The CMU Statistical Language Modeling Toolkit

Authors: Ronald Rosenfeld & Philip Clarkson
Updated: Mon 07 June 1999
Source: http://www.speech.cs.cmu.edu/SLM_info.html
Type: software toolkit
Languages: N/A
Keywords: languagedataexperimentword-frequency
Open Access: yes
License:
Documentation: http://www.speech.cs.cmu.edu/SLM/toolkit_documentation.html
Publications: Clarkson, P.R. & Rosenfeld, R. (1997). Statistical Language Modeling Using the CMU-Cambridge Toolkit From Proceedings ESCA Eurospeech 1997.

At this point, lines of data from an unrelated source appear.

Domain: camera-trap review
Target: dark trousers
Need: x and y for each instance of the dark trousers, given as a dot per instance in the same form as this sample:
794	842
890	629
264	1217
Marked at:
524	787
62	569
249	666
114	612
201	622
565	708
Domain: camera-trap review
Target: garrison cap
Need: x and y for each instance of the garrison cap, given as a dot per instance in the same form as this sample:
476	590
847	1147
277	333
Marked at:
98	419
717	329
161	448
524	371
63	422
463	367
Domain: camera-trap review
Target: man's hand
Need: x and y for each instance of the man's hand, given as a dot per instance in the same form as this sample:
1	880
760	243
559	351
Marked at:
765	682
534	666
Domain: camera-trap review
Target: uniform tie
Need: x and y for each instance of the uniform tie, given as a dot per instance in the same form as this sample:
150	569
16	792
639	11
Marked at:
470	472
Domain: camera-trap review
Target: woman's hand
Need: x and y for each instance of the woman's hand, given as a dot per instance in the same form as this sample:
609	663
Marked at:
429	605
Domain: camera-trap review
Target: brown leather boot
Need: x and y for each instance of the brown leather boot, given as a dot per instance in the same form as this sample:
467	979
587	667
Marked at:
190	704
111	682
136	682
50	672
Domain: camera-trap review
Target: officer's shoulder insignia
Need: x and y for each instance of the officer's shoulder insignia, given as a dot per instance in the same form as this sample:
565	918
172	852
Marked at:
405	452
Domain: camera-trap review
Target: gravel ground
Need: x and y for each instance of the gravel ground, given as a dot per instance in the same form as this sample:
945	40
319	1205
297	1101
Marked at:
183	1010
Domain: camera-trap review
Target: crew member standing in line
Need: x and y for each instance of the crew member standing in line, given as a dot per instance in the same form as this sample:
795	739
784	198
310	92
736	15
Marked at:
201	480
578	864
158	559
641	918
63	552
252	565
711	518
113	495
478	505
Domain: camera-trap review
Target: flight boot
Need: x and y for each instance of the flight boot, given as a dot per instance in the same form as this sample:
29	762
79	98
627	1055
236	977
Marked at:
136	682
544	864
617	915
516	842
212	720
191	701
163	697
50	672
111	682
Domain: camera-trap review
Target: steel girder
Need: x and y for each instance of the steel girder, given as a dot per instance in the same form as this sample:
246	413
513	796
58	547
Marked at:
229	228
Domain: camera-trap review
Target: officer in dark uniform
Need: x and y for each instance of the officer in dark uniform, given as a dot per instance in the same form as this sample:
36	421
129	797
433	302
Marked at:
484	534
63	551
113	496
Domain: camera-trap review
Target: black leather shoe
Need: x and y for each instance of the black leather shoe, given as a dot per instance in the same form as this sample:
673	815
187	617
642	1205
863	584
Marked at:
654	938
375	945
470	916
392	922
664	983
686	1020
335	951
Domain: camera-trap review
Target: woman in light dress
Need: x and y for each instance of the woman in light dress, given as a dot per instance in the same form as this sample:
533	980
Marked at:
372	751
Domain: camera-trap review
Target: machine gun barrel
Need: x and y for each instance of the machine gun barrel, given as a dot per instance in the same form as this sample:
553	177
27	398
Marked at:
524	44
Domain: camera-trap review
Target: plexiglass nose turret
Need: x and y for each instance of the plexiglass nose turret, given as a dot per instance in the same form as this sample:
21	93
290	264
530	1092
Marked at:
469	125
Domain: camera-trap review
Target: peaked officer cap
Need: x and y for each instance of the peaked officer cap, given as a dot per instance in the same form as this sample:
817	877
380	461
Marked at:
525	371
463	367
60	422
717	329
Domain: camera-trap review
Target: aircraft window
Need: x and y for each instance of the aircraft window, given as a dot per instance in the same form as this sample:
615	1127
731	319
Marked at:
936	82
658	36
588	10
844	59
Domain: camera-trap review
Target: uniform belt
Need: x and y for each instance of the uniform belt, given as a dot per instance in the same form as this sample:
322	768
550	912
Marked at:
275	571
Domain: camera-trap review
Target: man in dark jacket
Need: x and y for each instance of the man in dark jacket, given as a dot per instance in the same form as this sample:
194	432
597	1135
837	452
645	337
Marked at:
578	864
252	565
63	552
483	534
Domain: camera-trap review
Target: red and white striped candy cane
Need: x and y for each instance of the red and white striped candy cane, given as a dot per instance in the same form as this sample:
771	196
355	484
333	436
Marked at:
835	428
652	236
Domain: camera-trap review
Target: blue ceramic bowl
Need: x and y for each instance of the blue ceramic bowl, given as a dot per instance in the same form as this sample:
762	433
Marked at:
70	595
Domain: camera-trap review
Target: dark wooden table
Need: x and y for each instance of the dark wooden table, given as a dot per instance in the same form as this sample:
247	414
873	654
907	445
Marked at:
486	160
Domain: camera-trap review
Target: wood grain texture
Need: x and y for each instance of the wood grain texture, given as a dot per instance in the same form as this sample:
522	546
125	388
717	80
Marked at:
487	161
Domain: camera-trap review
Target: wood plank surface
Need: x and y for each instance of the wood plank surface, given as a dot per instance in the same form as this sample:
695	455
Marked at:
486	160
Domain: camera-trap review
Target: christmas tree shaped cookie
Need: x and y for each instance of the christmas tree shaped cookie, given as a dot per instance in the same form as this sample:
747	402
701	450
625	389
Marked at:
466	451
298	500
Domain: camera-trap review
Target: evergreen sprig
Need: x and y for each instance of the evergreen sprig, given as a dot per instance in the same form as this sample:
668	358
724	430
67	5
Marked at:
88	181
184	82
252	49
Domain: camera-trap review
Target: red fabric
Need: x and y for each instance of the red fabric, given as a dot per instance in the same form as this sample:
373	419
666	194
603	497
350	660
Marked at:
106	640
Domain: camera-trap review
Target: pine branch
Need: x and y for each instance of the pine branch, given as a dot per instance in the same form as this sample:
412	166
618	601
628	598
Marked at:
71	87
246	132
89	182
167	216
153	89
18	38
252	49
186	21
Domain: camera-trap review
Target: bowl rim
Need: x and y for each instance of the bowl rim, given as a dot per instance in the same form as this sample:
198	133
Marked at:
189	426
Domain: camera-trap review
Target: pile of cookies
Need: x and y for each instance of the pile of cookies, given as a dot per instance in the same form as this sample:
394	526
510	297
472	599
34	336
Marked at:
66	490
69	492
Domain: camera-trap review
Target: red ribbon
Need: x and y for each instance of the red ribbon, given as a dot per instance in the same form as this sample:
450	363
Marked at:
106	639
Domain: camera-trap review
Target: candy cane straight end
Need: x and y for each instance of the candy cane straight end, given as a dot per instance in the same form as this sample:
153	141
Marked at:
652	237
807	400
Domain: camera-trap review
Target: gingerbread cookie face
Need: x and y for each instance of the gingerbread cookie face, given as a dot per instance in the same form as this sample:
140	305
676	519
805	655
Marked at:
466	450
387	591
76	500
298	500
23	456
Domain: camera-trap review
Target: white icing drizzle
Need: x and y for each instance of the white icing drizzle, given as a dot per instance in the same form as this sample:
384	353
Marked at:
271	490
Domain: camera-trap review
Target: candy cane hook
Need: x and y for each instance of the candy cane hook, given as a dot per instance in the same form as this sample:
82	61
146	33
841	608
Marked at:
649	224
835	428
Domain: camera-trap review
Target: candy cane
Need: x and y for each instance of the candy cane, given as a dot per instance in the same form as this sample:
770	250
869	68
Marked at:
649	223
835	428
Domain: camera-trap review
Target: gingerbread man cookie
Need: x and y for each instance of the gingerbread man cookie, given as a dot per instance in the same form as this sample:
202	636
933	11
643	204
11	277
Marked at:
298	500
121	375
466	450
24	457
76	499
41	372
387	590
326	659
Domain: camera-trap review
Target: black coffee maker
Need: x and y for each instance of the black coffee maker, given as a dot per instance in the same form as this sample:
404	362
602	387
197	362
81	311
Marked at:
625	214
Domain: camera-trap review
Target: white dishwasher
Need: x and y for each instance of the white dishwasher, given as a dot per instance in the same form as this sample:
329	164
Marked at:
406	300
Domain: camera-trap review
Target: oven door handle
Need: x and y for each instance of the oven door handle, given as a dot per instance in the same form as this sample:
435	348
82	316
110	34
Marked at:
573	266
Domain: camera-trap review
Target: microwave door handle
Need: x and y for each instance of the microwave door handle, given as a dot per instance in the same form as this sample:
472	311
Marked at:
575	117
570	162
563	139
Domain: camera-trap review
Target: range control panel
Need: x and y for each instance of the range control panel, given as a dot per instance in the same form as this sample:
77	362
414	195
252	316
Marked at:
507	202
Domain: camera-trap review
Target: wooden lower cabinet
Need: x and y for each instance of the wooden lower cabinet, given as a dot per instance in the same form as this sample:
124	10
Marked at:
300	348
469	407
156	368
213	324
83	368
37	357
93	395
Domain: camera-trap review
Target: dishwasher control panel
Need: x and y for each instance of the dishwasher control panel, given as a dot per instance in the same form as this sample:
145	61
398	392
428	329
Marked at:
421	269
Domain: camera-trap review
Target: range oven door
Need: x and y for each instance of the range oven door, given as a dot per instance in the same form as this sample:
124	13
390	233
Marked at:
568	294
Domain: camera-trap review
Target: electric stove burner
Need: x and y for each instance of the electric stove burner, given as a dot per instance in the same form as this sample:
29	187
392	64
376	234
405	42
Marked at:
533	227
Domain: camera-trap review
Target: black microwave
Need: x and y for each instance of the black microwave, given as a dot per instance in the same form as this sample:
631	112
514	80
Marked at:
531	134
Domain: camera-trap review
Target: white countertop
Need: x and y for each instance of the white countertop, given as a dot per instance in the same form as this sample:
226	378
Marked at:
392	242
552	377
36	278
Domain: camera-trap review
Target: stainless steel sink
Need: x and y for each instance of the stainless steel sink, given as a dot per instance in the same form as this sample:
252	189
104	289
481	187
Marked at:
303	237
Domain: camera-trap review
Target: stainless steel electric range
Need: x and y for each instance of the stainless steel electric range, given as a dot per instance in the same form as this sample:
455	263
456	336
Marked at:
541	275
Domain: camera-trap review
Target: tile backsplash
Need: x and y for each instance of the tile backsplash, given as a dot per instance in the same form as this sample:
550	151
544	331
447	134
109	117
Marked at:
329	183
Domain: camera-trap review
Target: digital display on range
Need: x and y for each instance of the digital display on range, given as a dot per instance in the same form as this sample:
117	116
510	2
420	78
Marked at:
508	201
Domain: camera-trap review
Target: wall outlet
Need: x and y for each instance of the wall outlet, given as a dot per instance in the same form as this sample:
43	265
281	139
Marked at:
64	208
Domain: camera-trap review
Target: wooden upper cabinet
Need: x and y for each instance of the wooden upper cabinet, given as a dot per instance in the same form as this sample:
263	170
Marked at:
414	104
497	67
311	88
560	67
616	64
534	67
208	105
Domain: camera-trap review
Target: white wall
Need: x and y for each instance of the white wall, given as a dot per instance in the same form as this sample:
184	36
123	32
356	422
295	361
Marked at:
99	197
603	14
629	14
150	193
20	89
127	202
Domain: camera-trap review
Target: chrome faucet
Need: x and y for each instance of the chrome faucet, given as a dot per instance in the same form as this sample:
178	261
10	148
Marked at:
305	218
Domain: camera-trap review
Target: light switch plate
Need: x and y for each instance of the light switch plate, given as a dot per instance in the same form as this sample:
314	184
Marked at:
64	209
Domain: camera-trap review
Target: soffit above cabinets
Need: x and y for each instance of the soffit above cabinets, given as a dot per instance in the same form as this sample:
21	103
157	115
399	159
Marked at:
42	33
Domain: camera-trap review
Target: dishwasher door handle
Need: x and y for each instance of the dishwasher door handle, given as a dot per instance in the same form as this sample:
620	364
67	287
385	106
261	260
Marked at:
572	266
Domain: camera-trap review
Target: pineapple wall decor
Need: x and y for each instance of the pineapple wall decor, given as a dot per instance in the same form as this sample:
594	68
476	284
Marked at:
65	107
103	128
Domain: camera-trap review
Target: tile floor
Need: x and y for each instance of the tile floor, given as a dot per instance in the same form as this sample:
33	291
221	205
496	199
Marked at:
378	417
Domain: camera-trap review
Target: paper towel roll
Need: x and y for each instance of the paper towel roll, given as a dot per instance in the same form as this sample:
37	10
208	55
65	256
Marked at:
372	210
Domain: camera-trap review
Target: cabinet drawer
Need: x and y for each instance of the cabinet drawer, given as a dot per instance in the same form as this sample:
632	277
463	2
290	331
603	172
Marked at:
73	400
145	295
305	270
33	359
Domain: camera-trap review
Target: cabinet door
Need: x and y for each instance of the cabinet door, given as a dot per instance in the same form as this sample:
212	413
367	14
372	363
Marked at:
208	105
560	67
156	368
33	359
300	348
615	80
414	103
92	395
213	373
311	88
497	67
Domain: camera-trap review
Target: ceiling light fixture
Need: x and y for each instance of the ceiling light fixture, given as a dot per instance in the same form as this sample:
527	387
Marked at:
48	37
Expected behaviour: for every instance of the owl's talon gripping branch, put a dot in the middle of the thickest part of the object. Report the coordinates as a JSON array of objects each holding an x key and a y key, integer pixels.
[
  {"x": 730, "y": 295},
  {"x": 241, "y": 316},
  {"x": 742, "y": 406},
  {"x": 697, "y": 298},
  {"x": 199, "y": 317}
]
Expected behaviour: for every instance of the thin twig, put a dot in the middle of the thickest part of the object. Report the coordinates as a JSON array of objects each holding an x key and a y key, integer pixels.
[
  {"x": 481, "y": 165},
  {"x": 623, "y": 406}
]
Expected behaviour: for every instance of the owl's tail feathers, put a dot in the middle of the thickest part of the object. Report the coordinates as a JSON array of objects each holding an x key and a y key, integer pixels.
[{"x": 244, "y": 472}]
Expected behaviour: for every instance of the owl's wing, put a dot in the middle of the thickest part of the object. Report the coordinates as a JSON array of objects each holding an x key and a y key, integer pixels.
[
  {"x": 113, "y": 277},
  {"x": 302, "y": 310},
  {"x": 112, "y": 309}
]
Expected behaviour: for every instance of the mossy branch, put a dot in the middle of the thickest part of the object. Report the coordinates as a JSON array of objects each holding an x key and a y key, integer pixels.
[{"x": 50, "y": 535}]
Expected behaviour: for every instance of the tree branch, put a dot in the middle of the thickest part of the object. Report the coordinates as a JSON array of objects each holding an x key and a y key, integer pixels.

Citation: Rosenfeld R. & Clarkson P. (1999). The CMU Statistical Language Modeling Toolkit. Carnegie Mellon University. http://www.speech.cs.cmu.edu/SLM_info.html
Summary:

The Carnegie Mellon Statistical Language Modeling (CMU SLM) Toolkit is a set of unix software tools designed to facilitate language modeling work in the research community. Version two is no longer limited to the use of bigram and trigram models, and provides support for n-grams of arbitrary size. It also provides support for several discounting schemes, rather than limiting the user to the Good-Turing discounting strategy used in version one. In addition, the tools used to count word n-grams, vocabulary n-grams and id n-grams have been re-written to increase greatly their speed of operation. Other changes include a more flexible way of handling context cues, the ability to calculate probabilities from ARPA format language models, the ability to force the model to back-off under certain circumstance (for example, if there is an unknown word in the context), and support for gnuzip compressed files as well as files compressed with the compress utility.